Running the Pipeline
Once a pipeline.json
file is ready, from the root of the repository, simply run:
python3 -m main pipeline.json
Results
When running the pipeline, you should get the outputs in a directory called samples/(name)-leiden-(timestamp)/
where name
is replaced with the name of the run and the timestamp
is the time at which the CM Pipeline was run.
Before CM++
You should result in statistics like the following:
cluster | n | m | modularity | cpm_score | connectivity | connectivity_normalized_log10(n) | connectivity_normalized_log2(n) | connectivity_normalized_sqrt(n)/5 | conductance |
---|---|---|---|---|---|---|---|---|---|
0 | 150 | 555 | 0.2492196158940795 | 443.25 | 2.0 | 0.9190791018883572 | 0.2766703780563079 | 0.8164965809277261 | 0.0009000900090009 |
1 | 150 | 598 | 0.24921961589407954 | 486.25 | 2.0 | 0.9190791018883572 | 0.2766703780563079 | 0.8164965809277261 | 0.0009000900090009 |
Overall | 300 | 1154 | 0.4984392317881591 | 929.5 |
Notice how the connectivity normalized by log10(n)
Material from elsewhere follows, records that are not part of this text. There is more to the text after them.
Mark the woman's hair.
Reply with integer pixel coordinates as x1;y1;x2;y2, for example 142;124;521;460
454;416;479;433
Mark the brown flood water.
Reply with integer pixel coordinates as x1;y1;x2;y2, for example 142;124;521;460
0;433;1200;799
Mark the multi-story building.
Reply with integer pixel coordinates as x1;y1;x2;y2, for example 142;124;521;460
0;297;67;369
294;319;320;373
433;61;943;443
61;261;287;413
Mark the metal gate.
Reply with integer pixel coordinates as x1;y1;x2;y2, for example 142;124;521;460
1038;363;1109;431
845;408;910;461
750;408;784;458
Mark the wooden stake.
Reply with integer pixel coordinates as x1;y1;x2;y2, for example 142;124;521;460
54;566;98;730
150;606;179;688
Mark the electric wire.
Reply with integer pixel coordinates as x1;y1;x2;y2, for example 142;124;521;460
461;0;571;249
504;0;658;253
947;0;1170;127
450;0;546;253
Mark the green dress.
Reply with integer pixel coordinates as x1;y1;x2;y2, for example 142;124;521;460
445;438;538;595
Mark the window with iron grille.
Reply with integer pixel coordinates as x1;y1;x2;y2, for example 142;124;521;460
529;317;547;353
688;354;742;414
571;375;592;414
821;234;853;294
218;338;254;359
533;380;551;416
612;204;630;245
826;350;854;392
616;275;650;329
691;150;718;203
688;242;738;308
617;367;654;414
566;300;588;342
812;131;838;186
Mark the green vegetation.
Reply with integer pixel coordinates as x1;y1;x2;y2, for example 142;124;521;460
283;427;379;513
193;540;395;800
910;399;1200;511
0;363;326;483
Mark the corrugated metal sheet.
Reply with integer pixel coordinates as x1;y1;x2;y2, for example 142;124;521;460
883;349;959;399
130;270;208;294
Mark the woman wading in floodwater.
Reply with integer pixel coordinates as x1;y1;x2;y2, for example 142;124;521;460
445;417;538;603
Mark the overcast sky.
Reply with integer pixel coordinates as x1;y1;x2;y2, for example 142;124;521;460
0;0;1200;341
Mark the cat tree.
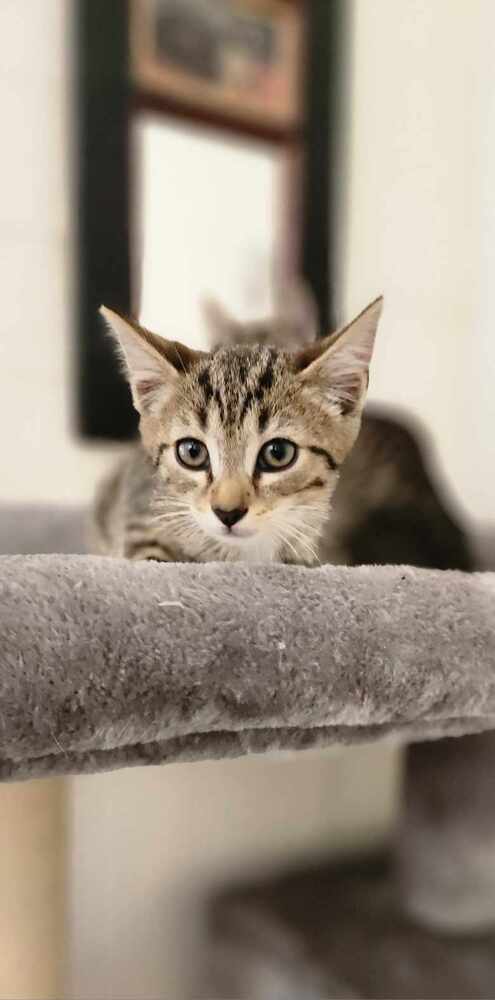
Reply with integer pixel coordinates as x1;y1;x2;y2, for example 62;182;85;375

is less than 1, indicating that the clusters have mincuts less than the log of the number of nodes. Therefore, they aren't well connected.
After CM++
cluster | n | m | modularity | cpm_score | connectivity | connectivity_normalized_log10(n) | connectivity_normalized_log2(n) | connectivity_normalized_sqrt(n)/5 | conductance |
---|---|---|---|---|---|---|---|---|---|
1δ | 149 | 596 | 0.2483846030234675 | 485.74 | 3.0 | 1.380461511102679 | 0.4155603227015324 | 1.2288478807785608 | 0.0026954177897574125 |
0δ | 149 | 553 | 0.24832002468994893 | 442.74 | 3.0 | 1.380461511102679 | 0.4155603227015324 | 1.2288478807785608 | 0.002705139765554554 |
Overall | 300 | 1154 | 0.4967046277134164 | 928.48 |
As you can see, nodes have been pruned, and the mincut values have increased. The normalized mincut value to log10(n)
is now above 1, meaning it fits the connectivity threshold.